CTO Roundtable
S TOR AGE
CREEGER What can people who have to manage storage
for a living take from this conversation? What recommendations can we make? What technologies do you see
on the horizon that would help them?
KLEIMAN Storage administrators today have tremendous
problems that are not adequately solved by any tools.
They have home directories, databases, LUNs (logical
unit numbers). It’s not just one set of bits on one set of
drives; they’re all over the place. They’ve got replicas and
perhaps have to manage mirroring relationships between
them. They have to manage a disaster-recovery scenario
and the server infrastructure on the other site if the whole
thing fails. They have all these mechanisms for all these
data sets that they must process day in and day out, and
they have to monitor the whole thing to see if it’s working correctly. Just being able to manage that mess—the
thousands of data sets they have to deal with—is a big
problem that isn’t solved yet.
CREEGER Is nobody in the business of providing enterprise-level storage infrastructure management?
KLEIMAN Those who have solved it best in the past have
been the backup people. They actually give you a data-transfer mechanism that manages everything in the background, and they give you a GUI that allows you to say,
“I want to look for this particular data set, I want to see
how many copies of it I have, and I want to restore that
particular thing”; or “I want to know that these many
copies have been made across this much time.”

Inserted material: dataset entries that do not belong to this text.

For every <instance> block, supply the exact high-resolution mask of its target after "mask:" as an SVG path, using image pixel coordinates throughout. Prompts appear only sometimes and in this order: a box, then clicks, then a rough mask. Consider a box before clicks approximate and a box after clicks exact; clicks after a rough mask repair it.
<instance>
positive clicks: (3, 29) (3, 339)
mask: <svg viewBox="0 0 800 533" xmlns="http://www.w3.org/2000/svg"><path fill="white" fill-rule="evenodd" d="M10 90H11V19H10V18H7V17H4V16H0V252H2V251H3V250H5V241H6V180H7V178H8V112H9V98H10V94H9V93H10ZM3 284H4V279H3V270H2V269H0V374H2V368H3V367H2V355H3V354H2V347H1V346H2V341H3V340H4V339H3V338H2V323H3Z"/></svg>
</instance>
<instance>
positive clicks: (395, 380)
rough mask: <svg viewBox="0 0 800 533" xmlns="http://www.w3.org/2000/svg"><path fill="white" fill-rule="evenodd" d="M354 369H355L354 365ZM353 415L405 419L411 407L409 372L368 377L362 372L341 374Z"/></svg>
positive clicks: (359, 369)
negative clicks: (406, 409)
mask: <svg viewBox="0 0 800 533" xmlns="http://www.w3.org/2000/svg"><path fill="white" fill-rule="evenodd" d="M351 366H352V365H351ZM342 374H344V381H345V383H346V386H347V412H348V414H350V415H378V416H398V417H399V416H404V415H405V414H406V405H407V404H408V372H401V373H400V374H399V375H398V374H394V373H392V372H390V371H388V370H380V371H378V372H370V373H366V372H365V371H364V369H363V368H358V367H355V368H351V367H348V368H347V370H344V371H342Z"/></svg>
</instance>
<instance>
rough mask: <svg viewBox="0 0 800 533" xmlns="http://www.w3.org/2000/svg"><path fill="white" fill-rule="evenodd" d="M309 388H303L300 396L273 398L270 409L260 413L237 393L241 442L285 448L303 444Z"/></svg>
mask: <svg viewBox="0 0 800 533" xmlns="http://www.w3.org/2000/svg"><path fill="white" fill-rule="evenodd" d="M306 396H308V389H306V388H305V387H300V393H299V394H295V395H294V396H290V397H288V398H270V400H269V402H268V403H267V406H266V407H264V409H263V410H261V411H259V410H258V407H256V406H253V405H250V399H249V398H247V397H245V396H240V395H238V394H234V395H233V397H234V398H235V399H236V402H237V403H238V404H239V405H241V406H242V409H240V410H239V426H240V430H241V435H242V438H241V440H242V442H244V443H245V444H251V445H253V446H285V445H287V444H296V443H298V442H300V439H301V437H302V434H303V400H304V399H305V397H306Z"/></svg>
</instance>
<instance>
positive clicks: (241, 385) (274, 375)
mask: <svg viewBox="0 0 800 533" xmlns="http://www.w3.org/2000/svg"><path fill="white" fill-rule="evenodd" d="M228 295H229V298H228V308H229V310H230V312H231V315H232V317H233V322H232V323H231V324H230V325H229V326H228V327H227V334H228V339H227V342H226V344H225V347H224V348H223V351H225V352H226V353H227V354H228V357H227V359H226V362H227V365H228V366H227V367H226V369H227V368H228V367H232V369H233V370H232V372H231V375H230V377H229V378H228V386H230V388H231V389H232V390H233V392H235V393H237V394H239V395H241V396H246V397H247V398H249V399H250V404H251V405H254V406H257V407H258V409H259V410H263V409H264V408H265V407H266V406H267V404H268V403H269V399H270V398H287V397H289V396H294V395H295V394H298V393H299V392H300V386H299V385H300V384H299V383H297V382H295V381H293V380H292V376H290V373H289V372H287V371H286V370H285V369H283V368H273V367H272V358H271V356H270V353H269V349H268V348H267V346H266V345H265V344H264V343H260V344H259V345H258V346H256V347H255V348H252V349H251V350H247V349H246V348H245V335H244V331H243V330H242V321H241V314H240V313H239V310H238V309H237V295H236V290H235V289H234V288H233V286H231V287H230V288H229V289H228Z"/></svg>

Of course, the problem is that it’s all getting blown
up. So now, it’s not just, “What copies do I have on
tape?” It’s “What copies do I have in various locations
spread around the world? What mirroring relationships
do I have?” The trouble is that today it’s all managed in
someone’s head. I call it “death by mirroring.” It’s hard.
We’ll sort it all out eventually.
McKUSICK What do you see as a possible solution?
KLEIMAN People are building outrageous ad hoc system
scripts—Perl scripts and other types. My company is
working on this as are lots of other people in the storage
industry, but it’s more than a single-box problem. It’s
managing across boxes, even managing heterogeneously.
We have to understand that we’re solving the convergence of QoS (quality of service), replication, disaster
recovery, archive, and backup. What we need is a unified
UI for handling all these functions, each of which used to
be handled for different reasons by different mechanisms.
BREWER That is a core issue. How many copies do you
have and why do you have them? Every copy is serving
some purpose, whether as a backup, or a replication for
read throughput, or a cache copy in Flash. Because they
are automatically distributed, you can’t keep track of all
these things. I think you actually can manage the file
system—broadly speaking, storage system—whereby you
proactively assign how many copies you have of
something.
SELTZER Users make copies outside the scope of the storage administrator all the time.
RIEDEL Because the amount of data and what it’s used for
both increase constantly, you have to get the machines to
help the users tag content with metadata—to help them
know what the data is, what the copy is for, where it
came from, why they have it, and what it represents.
SELTZER With the data provenance, you can identify
copies, whether they were made intentionally or unintentionally. That’s a start. Answering the other semantic
questions, however, such as “Why was the copy made?”,
will still require user intervention, which historically has
been very difficult to get.
KLEIMAN Each set of data—a database, a user’s home
directory—has certain properties associated with it. With
a database you want to make sure it has a certain quality
of service, a disaster-recovery strategy, and a certain number of archival copies so that they can go back a number
of years. They may also want to have a certain number of
backup checkpoints to go back to in case of corruption.
Those are all properties of the data set that can be
predefined. Once set, the system can do the right thing,
including making as many copies as is relevant. It’s not
that people are making copies for the sake of making
copies; they’re trying to accomplish this higher-level goal
and not telling the system what that goal is.